Exercise in the dark (l)ess

“Technology will never let you feel alone”

 

PREMISE

Blind people have a lot of tension in their bodies meanwhile they want to stay healthy and safe therefore providing something with a guided voice could meet their needs.

SYNOPSIS

In 2015, I was almost going to lose my eyes and become visually impaired because of an accident. Contact lenses burnt my retina. That night I was in the hospital and my retina was damaged. That was the worst day of my life but luckily it was fully recovered, however, this experience made me realize how life could be without seeing. Everyone can lose their eyes in a sudden accident. I become more empathetic to blind people and want to underline the needs of blind people. Therefore, I have decided to dive into human pose estimation. It is an interesting area that serves a lot for human problems such as people who need personalized coaching. For instance, blind people can benefit from human pose estimation technology. I would like to try and see how this technology makes blind people’s lives different.

What could make it different? 

Background

It is an advanced human–computer interaction that provides an opportunity in the context of personalized fitness and physical therapy. This enables several estimates, including the body’s position, such as lying down or stretching, its location within a scene, its movement and even the ability to assume the activity a body is performing, such as yoga or dancing. 

Human pose estimation can be done with PoseNet. There are 17 key points that represent major joints like elbows, knees or wrists shown in the below picture.

 

Problem Space

According to a global study in 2020, 49.1 million people are blind, 221.4 million people have moderate visual impairment, 33.6 million people have severe visual impairment out of 7.79 billion world population (Bourne et al., 2020). It is not easy to neglect this disability as a vast amount of people are suffering from it. The main problem for their health is that blind people tend to gain more weight compared to people who can see properly because of their lack of movement. A study (Bozkir, Özer, & Pehlivan, 2016) was done in 2016 from Malatya, Turkey with physically disabled people aged between 20 and 65. The relationship between disability and obesity status was meaningful. The prevalence of obesity was found 21.3% in visually impaired people  (Bozkir, Özer, & Pehlivan, 2016).
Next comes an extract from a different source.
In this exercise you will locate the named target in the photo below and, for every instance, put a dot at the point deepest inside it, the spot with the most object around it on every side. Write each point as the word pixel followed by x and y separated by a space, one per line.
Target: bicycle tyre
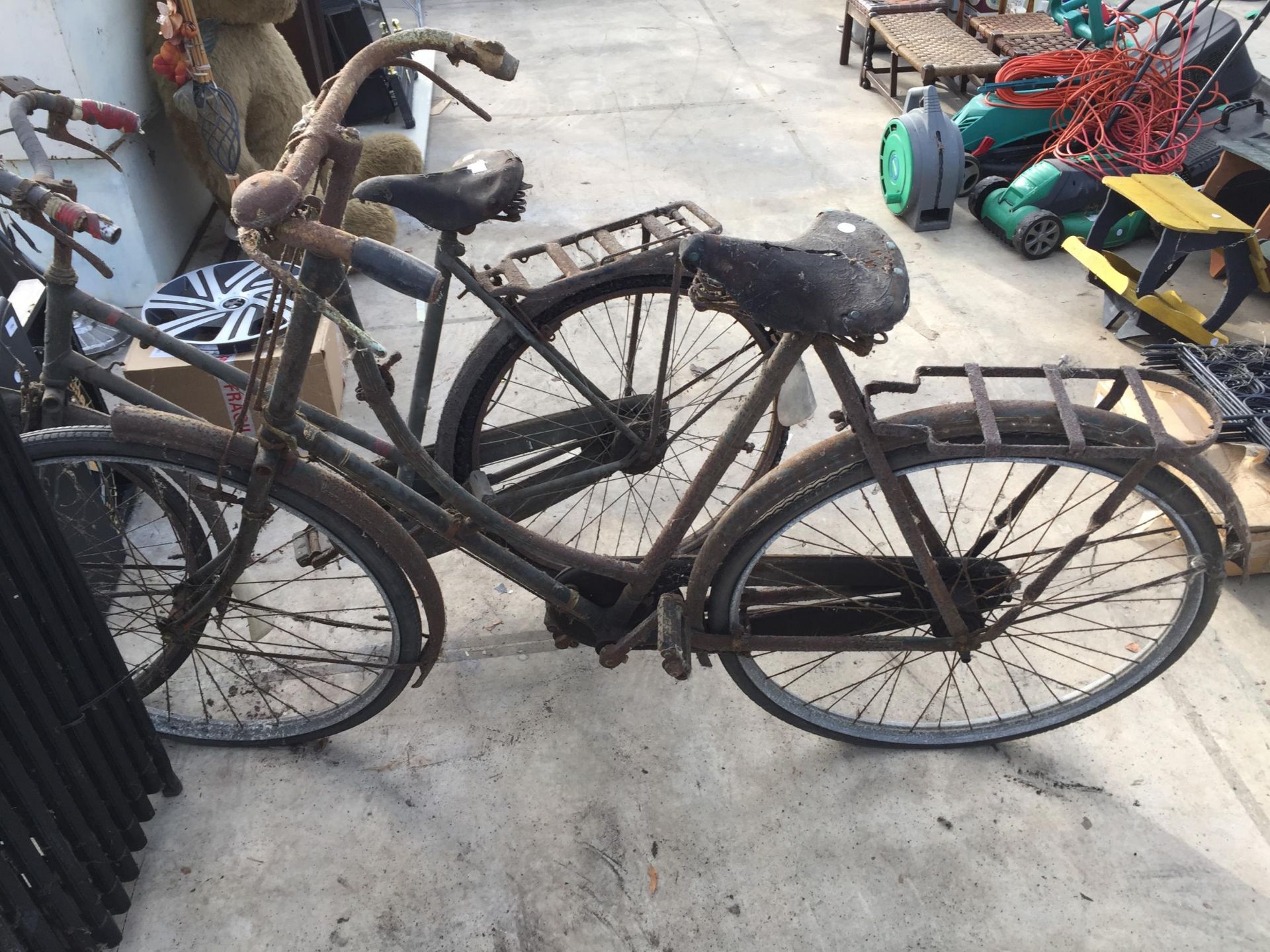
pixel 812 483
pixel 98 444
Being blind and fit should be compatible however it is not easy for most blind people to go to sports centres. Also, it is  riskier to go out and do exercise when you are not aware of the social distance or the people who are coming close to you during this pandemic outbreak. Another option to stay fit and healthy is the tutorials with audio. Hearing the instructions of an exercise could help to stay fit but what if the poses are not done correctly? Who can constantly guide the blind person? What if a human voice can guide them while doing home exercise? How would that sound to blind people? If someone tells you to raise your arm to the side at shoulder height, you can use your eyes to do it correctly whereas blind people can not do that.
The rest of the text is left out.